While all parts of our society have been affected in differing ways by the coronavirus pandemic, it has had an especially devastating impact on small businesses and nonprofit agencies.
That’s why it was a good move for the Jefferson County Commissioners to approve the creation of the Jefferson County COVID-19 Small Business-Nonprofit Emergency Relief Grant Program.
Under its program, the county will use up to $1 million in money it has received from the federal Coronavirus Aid, Relief and Economic Security Act to provide grants of up to $10,000 to eligible small businesses and nonprofit agencies in the county that successfully complete an application process.
Thursday’s decision to go forward with the local program came after several weeks of discussion among the commissioners, county Auditor E.J. Conn and the Jefferson County Chamber of Commerce. It is money that is designed to help area businesses survive until they can get back on solid ground, according to Tricia Maple-Damewood, president of the chamber of commerce.
It is open to businesses in the county that have 25 or fewer employees and an annual revenue that in 2019 did not exceed $2 million as well as certain types of nonprofit groups. Entities that apply must be able to show documentation of revenue loss or an increase in expenses due to COVID-19. Applications, which can be found online at the websites of the auditor and chamber, will be reviewed by a panel that includes representatives from the auditor’s office and chamber.
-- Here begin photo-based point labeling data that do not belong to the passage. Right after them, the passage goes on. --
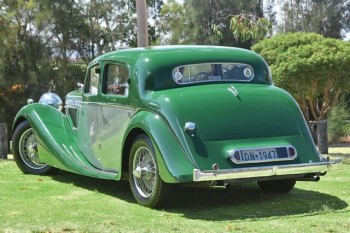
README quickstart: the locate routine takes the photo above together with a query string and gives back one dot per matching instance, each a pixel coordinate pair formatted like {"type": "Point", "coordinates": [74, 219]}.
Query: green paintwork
{"type": "Point", "coordinates": [262, 115]}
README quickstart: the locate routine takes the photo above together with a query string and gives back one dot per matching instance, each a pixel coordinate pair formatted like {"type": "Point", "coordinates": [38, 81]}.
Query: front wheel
{"type": "Point", "coordinates": [277, 186]}
{"type": "Point", "coordinates": [25, 151]}
{"type": "Point", "coordinates": [147, 186]}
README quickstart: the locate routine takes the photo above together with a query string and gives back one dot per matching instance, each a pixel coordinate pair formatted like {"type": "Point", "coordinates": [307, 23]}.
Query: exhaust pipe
{"type": "Point", "coordinates": [313, 178]}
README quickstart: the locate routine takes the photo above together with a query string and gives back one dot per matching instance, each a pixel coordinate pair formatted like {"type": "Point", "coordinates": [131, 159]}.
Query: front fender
{"type": "Point", "coordinates": [57, 142]}
{"type": "Point", "coordinates": [173, 164]}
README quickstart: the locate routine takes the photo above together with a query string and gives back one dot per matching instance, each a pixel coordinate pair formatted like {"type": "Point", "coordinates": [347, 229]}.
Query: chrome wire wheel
{"type": "Point", "coordinates": [144, 172]}
{"type": "Point", "coordinates": [28, 150]}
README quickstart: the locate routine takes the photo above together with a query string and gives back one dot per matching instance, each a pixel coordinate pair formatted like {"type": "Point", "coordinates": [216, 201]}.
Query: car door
{"type": "Point", "coordinates": [115, 113]}
{"type": "Point", "coordinates": [88, 126]}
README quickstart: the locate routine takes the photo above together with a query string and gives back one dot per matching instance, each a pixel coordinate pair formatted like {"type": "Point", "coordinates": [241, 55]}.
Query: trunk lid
{"type": "Point", "coordinates": [240, 111]}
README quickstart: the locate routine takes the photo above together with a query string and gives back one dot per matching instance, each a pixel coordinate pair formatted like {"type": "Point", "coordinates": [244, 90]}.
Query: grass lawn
{"type": "Point", "coordinates": [71, 203]}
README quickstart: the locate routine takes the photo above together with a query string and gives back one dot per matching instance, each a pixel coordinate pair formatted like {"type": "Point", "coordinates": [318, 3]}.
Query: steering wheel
{"type": "Point", "coordinates": [201, 76]}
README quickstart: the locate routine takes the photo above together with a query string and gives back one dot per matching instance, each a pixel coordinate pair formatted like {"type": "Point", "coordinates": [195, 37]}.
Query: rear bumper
{"type": "Point", "coordinates": [260, 172]}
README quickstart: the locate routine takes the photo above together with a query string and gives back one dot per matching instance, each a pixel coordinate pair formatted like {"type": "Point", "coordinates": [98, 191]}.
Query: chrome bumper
{"type": "Point", "coordinates": [258, 172]}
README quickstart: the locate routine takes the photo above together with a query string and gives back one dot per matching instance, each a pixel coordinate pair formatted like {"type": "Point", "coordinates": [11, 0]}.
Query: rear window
{"type": "Point", "coordinates": [195, 73]}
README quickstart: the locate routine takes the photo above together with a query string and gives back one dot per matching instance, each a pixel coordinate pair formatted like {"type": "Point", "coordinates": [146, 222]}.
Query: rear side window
{"type": "Point", "coordinates": [195, 73]}
{"type": "Point", "coordinates": [92, 81]}
{"type": "Point", "coordinates": [116, 80]}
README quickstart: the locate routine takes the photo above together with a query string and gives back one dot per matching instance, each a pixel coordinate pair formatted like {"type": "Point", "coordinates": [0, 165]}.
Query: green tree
{"type": "Point", "coordinates": [193, 23]}
{"type": "Point", "coordinates": [314, 69]}
{"type": "Point", "coordinates": [329, 18]}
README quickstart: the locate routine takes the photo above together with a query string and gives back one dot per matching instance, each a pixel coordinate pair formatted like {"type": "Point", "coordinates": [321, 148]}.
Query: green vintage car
{"type": "Point", "coordinates": [167, 115]}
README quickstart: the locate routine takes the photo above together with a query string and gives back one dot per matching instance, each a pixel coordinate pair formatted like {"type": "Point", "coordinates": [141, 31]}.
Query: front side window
{"type": "Point", "coordinates": [93, 80]}
{"type": "Point", "coordinates": [116, 80]}
{"type": "Point", "coordinates": [213, 72]}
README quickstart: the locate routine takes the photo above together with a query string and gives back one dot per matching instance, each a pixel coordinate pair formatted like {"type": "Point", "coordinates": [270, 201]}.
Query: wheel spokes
{"type": "Point", "coordinates": [144, 172]}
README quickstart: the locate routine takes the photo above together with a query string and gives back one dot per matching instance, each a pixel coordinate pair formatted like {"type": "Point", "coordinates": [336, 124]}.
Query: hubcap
{"type": "Point", "coordinates": [28, 150]}
{"type": "Point", "coordinates": [144, 172]}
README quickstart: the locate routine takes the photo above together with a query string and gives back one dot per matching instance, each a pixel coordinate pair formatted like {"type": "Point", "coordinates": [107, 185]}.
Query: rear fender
{"type": "Point", "coordinates": [174, 167]}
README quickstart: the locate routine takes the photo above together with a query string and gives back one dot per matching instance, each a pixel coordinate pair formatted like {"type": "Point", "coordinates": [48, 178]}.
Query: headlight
{"type": "Point", "coordinates": [51, 99]}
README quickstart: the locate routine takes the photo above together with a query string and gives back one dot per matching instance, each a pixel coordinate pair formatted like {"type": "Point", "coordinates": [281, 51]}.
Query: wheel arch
{"type": "Point", "coordinates": [173, 165]}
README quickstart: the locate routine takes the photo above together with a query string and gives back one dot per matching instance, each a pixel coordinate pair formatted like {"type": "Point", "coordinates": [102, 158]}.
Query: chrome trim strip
{"type": "Point", "coordinates": [265, 171]}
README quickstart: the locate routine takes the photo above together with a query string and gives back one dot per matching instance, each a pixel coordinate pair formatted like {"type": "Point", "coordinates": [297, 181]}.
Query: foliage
{"type": "Point", "coordinates": [193, 23]}
{"type": "Point", "coordinates": [338, 125]}
{"type": "Point", "coordinates": [329, 18]}
{"type": "Point", "coordinates": [247, 27]}
{"type": "Point", "coordinates": [314, 69]}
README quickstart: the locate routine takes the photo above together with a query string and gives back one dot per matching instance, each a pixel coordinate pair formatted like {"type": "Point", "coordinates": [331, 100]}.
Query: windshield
{"type": "Point", "coordinates": [195, 73]}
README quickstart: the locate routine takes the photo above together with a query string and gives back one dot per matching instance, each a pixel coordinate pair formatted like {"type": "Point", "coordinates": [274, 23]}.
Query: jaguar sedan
{"type": "Point", "coordinates": [161, 116]}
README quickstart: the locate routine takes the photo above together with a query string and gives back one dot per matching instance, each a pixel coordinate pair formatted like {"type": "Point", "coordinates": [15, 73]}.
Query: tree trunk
{"type": "Point", "coordinates": [322, 137]}
{"type": "Point", "coordinates": [3, 141]}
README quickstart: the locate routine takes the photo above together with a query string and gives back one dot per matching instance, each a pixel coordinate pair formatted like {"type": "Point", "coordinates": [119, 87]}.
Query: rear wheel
{"type": "Point", "coordinates": [147, 186]}
{"type": "Point", "coordinates": [25, 151]}
{"type": "Point", "coordinates": [277, 186]}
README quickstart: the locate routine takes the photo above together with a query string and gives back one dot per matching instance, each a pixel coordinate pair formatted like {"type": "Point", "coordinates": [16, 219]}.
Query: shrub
{"type": "Point", "coordinates": [338, 123]}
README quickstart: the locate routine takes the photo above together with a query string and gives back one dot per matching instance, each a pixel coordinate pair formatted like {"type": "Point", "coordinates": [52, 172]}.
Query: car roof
{"type": "Point", "coordinates": [181, 54]}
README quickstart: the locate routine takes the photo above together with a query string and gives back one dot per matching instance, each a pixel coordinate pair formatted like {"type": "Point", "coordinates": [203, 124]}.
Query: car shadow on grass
{"type": "Point", "coordinates": [239, 202]}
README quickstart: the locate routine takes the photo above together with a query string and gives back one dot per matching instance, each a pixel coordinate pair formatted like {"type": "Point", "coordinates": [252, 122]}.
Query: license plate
{"type": "Point", "coordinates": [259, 155]}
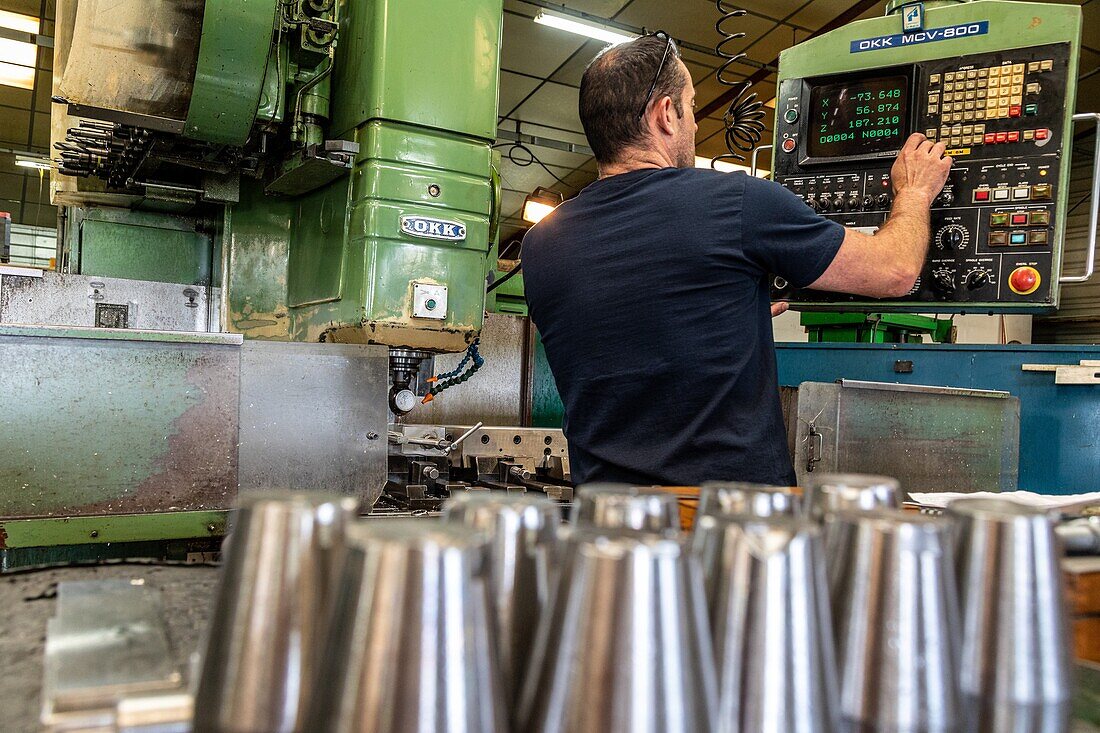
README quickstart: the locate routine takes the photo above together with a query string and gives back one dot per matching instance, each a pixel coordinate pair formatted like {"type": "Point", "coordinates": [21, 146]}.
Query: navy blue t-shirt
{"type": "Point", "coordinates": [650, 292]}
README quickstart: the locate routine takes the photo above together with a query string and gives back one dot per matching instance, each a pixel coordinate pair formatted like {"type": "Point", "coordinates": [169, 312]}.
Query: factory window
{"type": "Point", "coordinates": [18, 57]}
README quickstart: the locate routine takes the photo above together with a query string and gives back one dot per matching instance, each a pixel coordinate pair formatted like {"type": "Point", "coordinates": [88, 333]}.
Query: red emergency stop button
{"type": "Point", "coordinates": [1024, 281]}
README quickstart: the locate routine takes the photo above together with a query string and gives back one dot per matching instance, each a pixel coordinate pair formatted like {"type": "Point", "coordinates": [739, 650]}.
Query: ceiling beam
{"type": "Point", "coordinates": [845, 18]}
{"type": "Point", "coordinates": [633, 30]}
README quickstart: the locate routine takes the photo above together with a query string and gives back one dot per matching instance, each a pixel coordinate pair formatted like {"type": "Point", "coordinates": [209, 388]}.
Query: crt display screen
{"type": "Point", "coordinates": [858, 118]}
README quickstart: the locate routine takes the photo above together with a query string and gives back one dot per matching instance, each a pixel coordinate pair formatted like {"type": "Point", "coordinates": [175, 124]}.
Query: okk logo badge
{"type": "Point", "coordinates": [429, 228]}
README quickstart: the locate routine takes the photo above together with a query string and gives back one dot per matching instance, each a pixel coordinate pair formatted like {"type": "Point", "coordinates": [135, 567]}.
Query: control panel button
{"type": "Point", "coordinates": [1024, 281]}
{"type": "Point", "coordinates": [1042, 192]}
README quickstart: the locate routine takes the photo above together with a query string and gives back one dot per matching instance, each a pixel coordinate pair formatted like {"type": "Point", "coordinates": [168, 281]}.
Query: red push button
{"type": "Point", "coordinates": [1024, 281]}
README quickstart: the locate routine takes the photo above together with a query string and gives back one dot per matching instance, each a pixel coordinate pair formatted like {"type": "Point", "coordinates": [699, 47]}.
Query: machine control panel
{"type": "Point", "coordinates": [996, 227]}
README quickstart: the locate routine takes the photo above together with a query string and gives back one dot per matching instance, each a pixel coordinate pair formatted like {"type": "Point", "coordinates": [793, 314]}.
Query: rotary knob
{"type": "Point", "coordinates": [950, 238]}
{"type": "Point", "coordinates": [944, 281]}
The application period opened at 9 a.m. today and will continue through midnight on Nov. 29.
Approval of the county-chamber plan came just one day after members of Steubenville City Council said they were looking to put a similar program into place that would use some of the city’s C.A.R.E.S. Act money to help nonprofits. If council members sign off during Tuesday’s meeting on the emergency ordinance that was sunshined Wednesday night, nonprofits will be able to apply for grants that will be distributed on a first-come, first-served basis.
Both programs are examples of good use of money that is coming from the C.A.R.E.S. Act, which was designed to provide economic assistance for American workers, families and small businesses while helping to perverse jobs in American industries. They come at an important time, as some businesses, including those that specialize in food and entertainment as well as some retailers, are continuing to struggle.
Though they might differ in scope and reach, the city’s proposal and the collaboration among the commissioners, the auditor’s office and the chamber will offer help to area residents who count on the work done by nonprofits, as well as extend assistance to businesses that serve area customers and provide jobs to area residents.
That’s the type of help the C.A.R.E.S. Act was designed to provide.